Filgotinib is an oral, selective JAK1 inhibitor in development for the treatment of several inflammatory diseases [1]. Prof. Mease et al. aimed to evaluate the onset and maintenance of response to filgotinib vs placebo in the EQUATOR trial by evaluating patient-level response over time. “What we are doing with this analysis is looking in a novel way at treatment response,” he said. The primary objective was to evaluate the time to first response on patient-level and the individual duration of response, compared with placebo. The secondary objectives were to review the overall data on various clinical domains in PsA with filgotinib versus placebo.

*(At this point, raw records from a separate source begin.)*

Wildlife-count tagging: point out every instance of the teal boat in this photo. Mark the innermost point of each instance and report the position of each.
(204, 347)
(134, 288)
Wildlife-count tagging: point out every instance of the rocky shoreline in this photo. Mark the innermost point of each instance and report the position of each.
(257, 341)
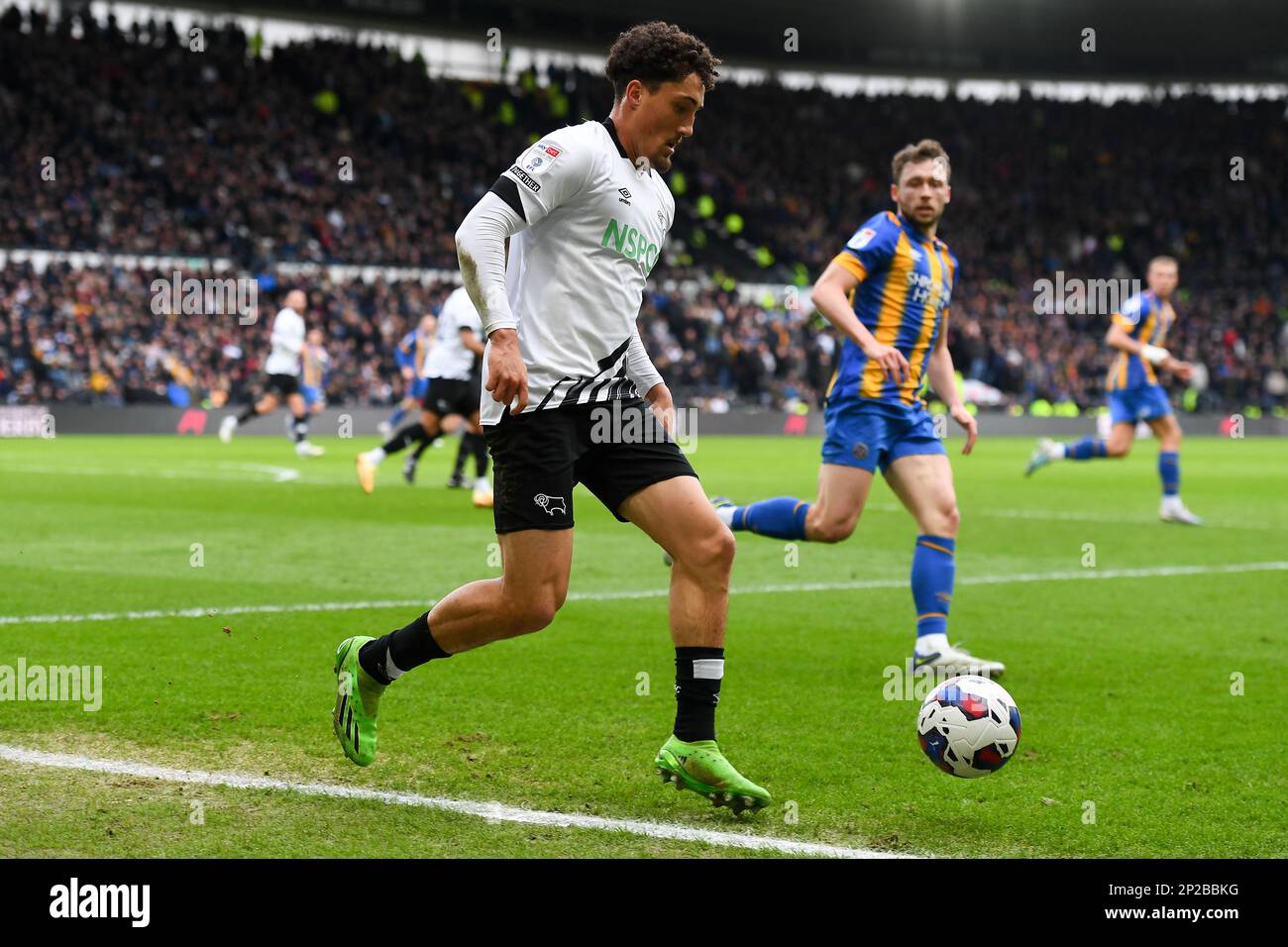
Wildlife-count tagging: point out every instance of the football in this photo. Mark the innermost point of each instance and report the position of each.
(969, 727)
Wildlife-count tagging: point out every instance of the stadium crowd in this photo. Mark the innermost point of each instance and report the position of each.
(235, 155)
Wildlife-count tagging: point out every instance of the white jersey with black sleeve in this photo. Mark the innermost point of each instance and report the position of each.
(287, 344)
(575, 279)
(450, 359)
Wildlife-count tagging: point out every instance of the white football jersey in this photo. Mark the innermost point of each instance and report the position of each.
(449, 357)
(287, 343)
(575, 275)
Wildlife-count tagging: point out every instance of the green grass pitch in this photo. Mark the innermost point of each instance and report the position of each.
(1149, 698)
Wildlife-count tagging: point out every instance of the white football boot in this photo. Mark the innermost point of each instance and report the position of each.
(1172, 510)
(956, 660)
(1043, 454)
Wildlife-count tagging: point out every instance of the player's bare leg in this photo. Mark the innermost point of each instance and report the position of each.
(1117, 445)
(677, 514)
(532, 587)
(923, 483)
(831, 518)
(842, 491)
(1168, 433)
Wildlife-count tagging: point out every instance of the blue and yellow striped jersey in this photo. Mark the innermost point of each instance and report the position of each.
(314, 363)
(411, 351)
(1145, 318)
(906, 283)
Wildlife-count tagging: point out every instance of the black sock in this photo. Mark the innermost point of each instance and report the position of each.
(463, 450)
(697, 692)
(424, 442)
(407, 647)
(403, 438)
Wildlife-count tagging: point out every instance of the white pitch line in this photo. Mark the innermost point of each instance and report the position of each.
(492, 812)
(279, 474)
(1019, 578)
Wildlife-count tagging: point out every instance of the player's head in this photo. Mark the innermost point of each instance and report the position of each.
(919, 176)
(661, 76)
(1162, 275)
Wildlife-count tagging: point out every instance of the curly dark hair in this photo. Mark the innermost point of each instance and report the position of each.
(657, 53)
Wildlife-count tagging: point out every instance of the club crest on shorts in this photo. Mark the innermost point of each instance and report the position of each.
(550, 504)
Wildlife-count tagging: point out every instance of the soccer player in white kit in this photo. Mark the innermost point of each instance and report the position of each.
(451, 393)
(585, 210)
(283, 377)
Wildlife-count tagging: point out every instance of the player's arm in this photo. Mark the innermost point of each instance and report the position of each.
(1120, 338)
(943, 381)
(648, 381)
(471, 341)
(481, 250)
(832, 298)
(522, 196)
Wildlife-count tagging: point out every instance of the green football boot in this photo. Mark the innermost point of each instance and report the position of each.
(700, 767)
(357, 701)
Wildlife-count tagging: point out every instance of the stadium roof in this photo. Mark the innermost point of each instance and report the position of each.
(1239, 40)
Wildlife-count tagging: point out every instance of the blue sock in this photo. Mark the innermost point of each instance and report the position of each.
(1170, 472)
(784, 517)
(932, 573)
(1086, 449)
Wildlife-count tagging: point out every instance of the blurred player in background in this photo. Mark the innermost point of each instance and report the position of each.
(410, 356)
(471, 445)
(314, 364)
(282, 369)
(888, 292)
(1138, 331)
(449, 393)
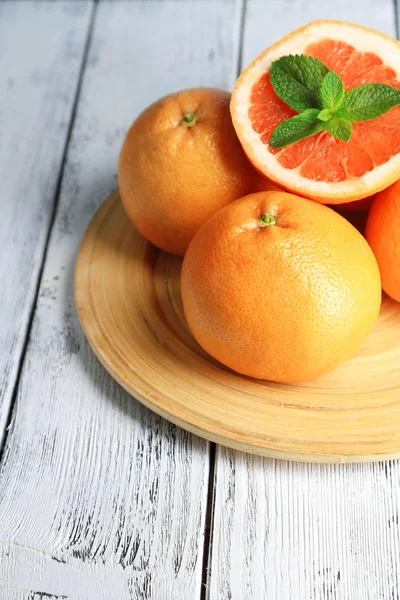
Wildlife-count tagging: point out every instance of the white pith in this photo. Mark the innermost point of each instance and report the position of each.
(364, 41)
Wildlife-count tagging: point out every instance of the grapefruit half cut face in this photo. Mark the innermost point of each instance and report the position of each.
(322, 167)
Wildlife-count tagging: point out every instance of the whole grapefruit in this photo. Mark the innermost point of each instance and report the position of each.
(181, 161)
(278, 287)
(383, 235)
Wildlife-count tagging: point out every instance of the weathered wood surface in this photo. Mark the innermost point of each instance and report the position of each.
(99, 498)
(38, 82)
(306, 532)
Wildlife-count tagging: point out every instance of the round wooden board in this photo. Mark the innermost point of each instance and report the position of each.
(129, 303)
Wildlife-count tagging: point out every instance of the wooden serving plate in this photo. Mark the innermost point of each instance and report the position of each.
(129, 303)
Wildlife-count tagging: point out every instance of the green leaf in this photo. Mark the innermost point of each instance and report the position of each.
(297, 79)
(332, 91)
(339, 128)
(297, 128)
(368, 101)
(325, 114)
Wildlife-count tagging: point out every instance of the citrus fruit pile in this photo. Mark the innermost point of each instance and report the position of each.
(275, 285)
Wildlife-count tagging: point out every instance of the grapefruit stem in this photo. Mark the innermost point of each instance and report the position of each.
(189, 119)
(266, 220)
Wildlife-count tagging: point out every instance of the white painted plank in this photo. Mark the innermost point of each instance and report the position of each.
(266, 21)
(89, 477)
(294, 531)
(41, 48)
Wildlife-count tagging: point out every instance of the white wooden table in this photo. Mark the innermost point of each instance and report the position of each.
(99, 498)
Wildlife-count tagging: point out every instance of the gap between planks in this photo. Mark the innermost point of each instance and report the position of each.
(49, 229)
(209, 522)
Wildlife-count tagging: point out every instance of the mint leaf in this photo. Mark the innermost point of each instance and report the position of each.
(297, 128)
(318, 95)
(296, 79)
(325, 114)
(368, 101)
(332, 91)
(339, 128)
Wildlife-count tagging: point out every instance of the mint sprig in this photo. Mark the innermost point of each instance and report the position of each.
(318, 96)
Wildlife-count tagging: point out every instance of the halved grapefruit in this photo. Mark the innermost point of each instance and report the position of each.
(322, 167)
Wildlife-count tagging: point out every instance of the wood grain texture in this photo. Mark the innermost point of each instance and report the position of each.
(311, 532)
(129, 301)
(37, 93)
(100, 498)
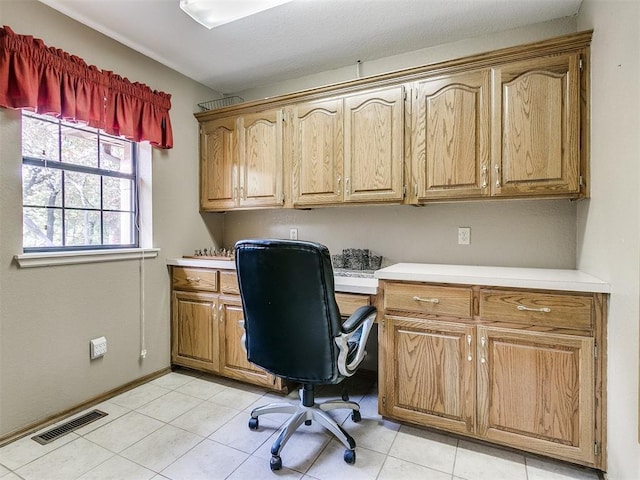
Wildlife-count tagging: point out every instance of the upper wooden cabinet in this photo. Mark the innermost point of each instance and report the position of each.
(349, 149)
(537, 127)
(505, 124)
(261, 159)
(219, 164)
(374, 146)
(241, 164)
(451, 136)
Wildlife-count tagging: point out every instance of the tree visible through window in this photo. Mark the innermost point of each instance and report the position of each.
(78, 187)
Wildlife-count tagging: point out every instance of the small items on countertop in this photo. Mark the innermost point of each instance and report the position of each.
(356, 259)
(221, 253)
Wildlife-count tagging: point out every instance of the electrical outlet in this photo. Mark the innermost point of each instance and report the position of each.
(464, 235)
(98, 347)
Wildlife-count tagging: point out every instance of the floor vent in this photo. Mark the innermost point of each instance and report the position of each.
(68, 427)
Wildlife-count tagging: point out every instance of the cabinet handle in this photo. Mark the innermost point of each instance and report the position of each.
(426, 300)
(522, 308)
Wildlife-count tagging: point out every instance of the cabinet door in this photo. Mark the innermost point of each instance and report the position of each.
(194, 330)
(429, 373)
(536, 391)
(233, 357)
(451, 136)
(537, 131)
(261, 159)
(218, 164)
(317, 152)
(374, 146)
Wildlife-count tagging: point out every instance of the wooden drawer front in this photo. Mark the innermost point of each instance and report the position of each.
(349, 303)
(185, 278)
(431, 299)
(537, 308)
(229, 282)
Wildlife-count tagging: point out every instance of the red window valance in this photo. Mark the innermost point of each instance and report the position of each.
(51, 81)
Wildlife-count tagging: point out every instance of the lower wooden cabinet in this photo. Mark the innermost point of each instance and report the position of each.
(207, 324)
(194, 330)
(526, 375)
(536, 391)
(428, 378)
(233, 358)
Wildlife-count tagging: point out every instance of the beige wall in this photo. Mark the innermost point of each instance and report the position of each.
(516, 233)
(609, 223)
(48, 315)
(538, 233)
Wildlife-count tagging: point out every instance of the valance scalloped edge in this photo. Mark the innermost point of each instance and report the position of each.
(51, 81)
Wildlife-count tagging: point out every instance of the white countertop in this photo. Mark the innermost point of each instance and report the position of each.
(542, 278)
(346, 284)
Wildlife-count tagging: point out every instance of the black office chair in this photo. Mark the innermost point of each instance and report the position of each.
(293, 329)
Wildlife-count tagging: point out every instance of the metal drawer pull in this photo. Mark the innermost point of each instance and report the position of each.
(427, 300)
(522, 308)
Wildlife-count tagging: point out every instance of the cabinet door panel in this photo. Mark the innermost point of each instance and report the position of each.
(539, 127)
(318, 152)
(429, 373)
(536, 391)
(261, 159)
(233, 357)
(218, 164)
(374, 146)
(195, 330)
(451, 136)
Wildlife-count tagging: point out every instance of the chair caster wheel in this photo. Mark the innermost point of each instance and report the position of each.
(253, 423)
(276, 463)
(350, 456)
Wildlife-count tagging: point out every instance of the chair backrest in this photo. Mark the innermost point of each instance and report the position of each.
(290, 311)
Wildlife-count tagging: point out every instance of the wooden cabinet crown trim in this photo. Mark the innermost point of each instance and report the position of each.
(563, 44)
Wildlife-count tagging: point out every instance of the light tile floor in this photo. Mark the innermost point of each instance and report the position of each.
(184, 426)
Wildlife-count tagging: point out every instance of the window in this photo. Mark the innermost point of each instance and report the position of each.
(79, 187)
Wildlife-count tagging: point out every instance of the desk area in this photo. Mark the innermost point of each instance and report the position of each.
(512, 356)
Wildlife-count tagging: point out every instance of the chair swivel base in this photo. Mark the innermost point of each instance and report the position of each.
(307, 414)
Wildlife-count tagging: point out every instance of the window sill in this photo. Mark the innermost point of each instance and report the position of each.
(49, 259)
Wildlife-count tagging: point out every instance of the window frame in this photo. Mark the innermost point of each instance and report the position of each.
(59, 164)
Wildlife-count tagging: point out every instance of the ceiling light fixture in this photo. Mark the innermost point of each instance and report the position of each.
(212, 13)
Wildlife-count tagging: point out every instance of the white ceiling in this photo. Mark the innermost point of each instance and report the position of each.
(302, 37)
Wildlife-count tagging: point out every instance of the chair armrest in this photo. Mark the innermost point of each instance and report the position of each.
(357, 318)
(356, 327)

The EQUATOR trial was a 16-week, multicentre, randomised, double-blind trial. Eligible patients (aged ≥18 years) had active PsA (≥5 tender joint count and ≥5 swollen joint count), fulfilled classification for PsA (CASPAR) criteria, and had active or a history of plaque psoriasis. They revealed an inadequate response or intolerance to at least one conventional synthetic disease-modifying anti-rheumatic drug (csDMARD). “Patients could have been exposed to previous biologic DMARDs,” Prof. Mease said. PsA patients (n=131) were randomised 1:1 to receive filgotinib 200 mg or placebo once daily. Disease activity was assessed at screening on day 1 and at weeks 1, 2, 4, 8, 12, and 16. Demographics and baseline characteristics were similar between patients receiving filgotinib versus placebo. The primary efficacy point was the proportion of patients achieving ACR20 response. Response maintenance was assessed by analysing ACR20 response patterns over time in both groups. Secondary endpoints included ACR50 and ACR70 response rates linked to changes over time. Other measures presented at EULAR 2019 included change in DAPSA score and HAQ-DI.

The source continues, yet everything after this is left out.